The Platts PLV HCC CFR China index also increased by $14.50/mt from the beginning of the quarter to $220/mt March 31.

"We expect the Middle East conflict to keep metallurgical coal prices at higher levels in the short term," S&P Global Energy CERA analysts said in a March 26 note, adding that elevated seaborne freight rates and coal's role as an alternative to oil and LNG amid supply shortages were indirectly supporting met coal prices.

India's spot demand may shrink

India was the most active spot buyer of met coal in Asia in 2025 and for Q1 2026, although at a slower pace. This came alongside a lull in the Chinese import market as buyers there relied mainly on domestic and Mongolian sources, while Southeast and Northeast Asian buyers entered the spot market only opportunistically.

Coming into 2026, several Indian mills, which were previously dependent on the spot market for their premium coal requirements, were said to have entered into long-term contracts with Australian suppliers in the new Indian fiscal year starting April 1. At the same time, end-users with existing term contracts have also increased volumes bought on these terms.

Market participants anticipated the trend to likely sap spot demand this year.

"The newly-contracted term volumes should meet our projected demand," an Indian steelmaker said. "But if spot prices are competitive enough, perhaps we might give that a thought too ... perhaps."

Barring any slowdown in steel production due to the conflict, traders expected Indian mills to restock adequate spot volumes in Q2 in preparation for the monsoon season from June to September.

India's spot demand for coal imports dipped in Q1 as end-users' preference for imported coke resurfaced, after antidumping duties on coke came into effect in January, replacing the country's 2025 import quotas.

Indonesian coke, being competitively priced when compared with Indian domestic supply, made some end-users weigh the benefits of importing it as opposed to buying coal as a raw material.

"Mills were actively debating whether to buy coke or coking coal in Q1 due to attractive imported coke prices," an India-focused trader said.

Entering Q2, however, higher coking coal prices have led Indonesian coke producers to hike offers for 65%/63% coke strength after reaction cargoes loading in June to up to $270/mt FOB Indonesia, an increase of up to $20/mt from March levels. This reduced the relative attractiveness of buying coke as opposed to coal.

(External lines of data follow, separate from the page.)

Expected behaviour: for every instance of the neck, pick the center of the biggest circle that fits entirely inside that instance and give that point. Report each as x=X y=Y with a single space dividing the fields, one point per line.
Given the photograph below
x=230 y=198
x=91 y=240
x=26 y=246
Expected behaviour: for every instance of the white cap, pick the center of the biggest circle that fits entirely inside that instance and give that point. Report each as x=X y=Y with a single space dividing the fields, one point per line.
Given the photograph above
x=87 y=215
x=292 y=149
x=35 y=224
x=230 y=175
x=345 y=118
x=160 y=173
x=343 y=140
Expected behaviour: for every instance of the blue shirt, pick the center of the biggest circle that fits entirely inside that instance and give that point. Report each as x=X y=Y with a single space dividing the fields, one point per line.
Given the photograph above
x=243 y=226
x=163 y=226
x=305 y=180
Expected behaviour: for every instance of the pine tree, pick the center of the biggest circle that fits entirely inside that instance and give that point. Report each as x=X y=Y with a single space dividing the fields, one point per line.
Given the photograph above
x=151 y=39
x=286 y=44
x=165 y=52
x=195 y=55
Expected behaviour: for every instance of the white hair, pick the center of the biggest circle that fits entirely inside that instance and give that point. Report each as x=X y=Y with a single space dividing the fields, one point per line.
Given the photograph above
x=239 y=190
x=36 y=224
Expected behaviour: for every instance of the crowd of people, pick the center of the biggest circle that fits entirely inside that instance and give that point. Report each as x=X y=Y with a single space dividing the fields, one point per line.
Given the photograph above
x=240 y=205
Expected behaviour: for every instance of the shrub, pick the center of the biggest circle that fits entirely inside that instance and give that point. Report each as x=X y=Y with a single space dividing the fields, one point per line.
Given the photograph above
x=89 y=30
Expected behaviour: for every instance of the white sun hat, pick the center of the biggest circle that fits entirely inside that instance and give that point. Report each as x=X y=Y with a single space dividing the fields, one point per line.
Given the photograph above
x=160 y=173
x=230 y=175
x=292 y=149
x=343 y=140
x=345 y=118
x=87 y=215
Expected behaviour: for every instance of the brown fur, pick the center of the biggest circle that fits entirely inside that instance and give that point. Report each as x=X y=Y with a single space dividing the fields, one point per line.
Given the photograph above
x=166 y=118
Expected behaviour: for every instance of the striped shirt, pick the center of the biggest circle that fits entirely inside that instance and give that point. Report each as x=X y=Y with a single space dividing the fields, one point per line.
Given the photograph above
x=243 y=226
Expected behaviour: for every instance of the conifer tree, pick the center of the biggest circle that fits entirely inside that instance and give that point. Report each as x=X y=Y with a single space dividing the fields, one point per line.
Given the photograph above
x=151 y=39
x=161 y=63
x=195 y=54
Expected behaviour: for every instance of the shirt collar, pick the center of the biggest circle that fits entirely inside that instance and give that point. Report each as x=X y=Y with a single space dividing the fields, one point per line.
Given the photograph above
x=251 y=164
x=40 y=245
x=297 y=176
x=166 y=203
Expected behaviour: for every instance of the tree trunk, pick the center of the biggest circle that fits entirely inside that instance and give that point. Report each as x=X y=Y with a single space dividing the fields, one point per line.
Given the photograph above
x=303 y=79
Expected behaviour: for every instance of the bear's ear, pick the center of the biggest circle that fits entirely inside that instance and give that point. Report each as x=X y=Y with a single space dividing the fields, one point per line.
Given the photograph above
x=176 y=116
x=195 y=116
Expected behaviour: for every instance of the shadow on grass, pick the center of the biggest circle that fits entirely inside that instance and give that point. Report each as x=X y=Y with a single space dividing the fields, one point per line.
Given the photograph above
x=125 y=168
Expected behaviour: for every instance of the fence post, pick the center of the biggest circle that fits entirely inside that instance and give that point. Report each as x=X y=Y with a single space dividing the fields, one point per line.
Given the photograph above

Indian end-users have held back from buying expensive coke in Q2, an international coke trader said. He estimated that for Indian mills to actively consider buying Indonesian coke, prices would need to be below $250/mt FOB.

The Platts 65%/63% CSR FOB Indonesia met coke assessment ended Q1 at $253/mt March 31, up $33/mt from $220/mt Jan. 2.

Australian PHCC spot transactions fall

In Q1, Platts observed nine Australian PHCC spot transactions, down from 27 in the previous quarter across various incoterms.

The decline was largely driven by reduced end-user demand from India and from the uncertainty of Australian supply due to wet weather conditions and mining-related disruptions, which were affecting mines producing premium medium-volatile coals.

In Q1, Goonyella was observed to have traded at parity with the Platts PLV HCC FOB Australia assessment, as demand for both PLV and PMV coals was seen equal amid the volatile supply situation.

The PLV-PMV spread entered negative territory in Q2, as market participants expected a return of PMV demand for premonsoon restocking amid unsteady supply from Australia.

Wide PLV HCC CFR China-FOB Australia spread

The PLV HCC CFR China-FOB Australia spread is expected to widen further in Q2 from Q1 levels. This is contingent upon strengthening Indian demand ahead of the monsoon season, contrasted with continued lackluster interest from China-based buyers.

The spread had widened in Q1 from the previous quarter. The spread between the two indexes deepened to minus $16.80/mt by March 31, compared to minus $12.50/mt Jan. 2, according to Platts data.

Despite a tight supply-driven rally in early Q1, there was limited interest in the CFR China market from both end-users and traders.

FOB traders engaged in active position-taking during Q1, which supported firmer Australian prices.

This capped the impact of rising Australian FOB prices on the CFR China market, widening the basis gap.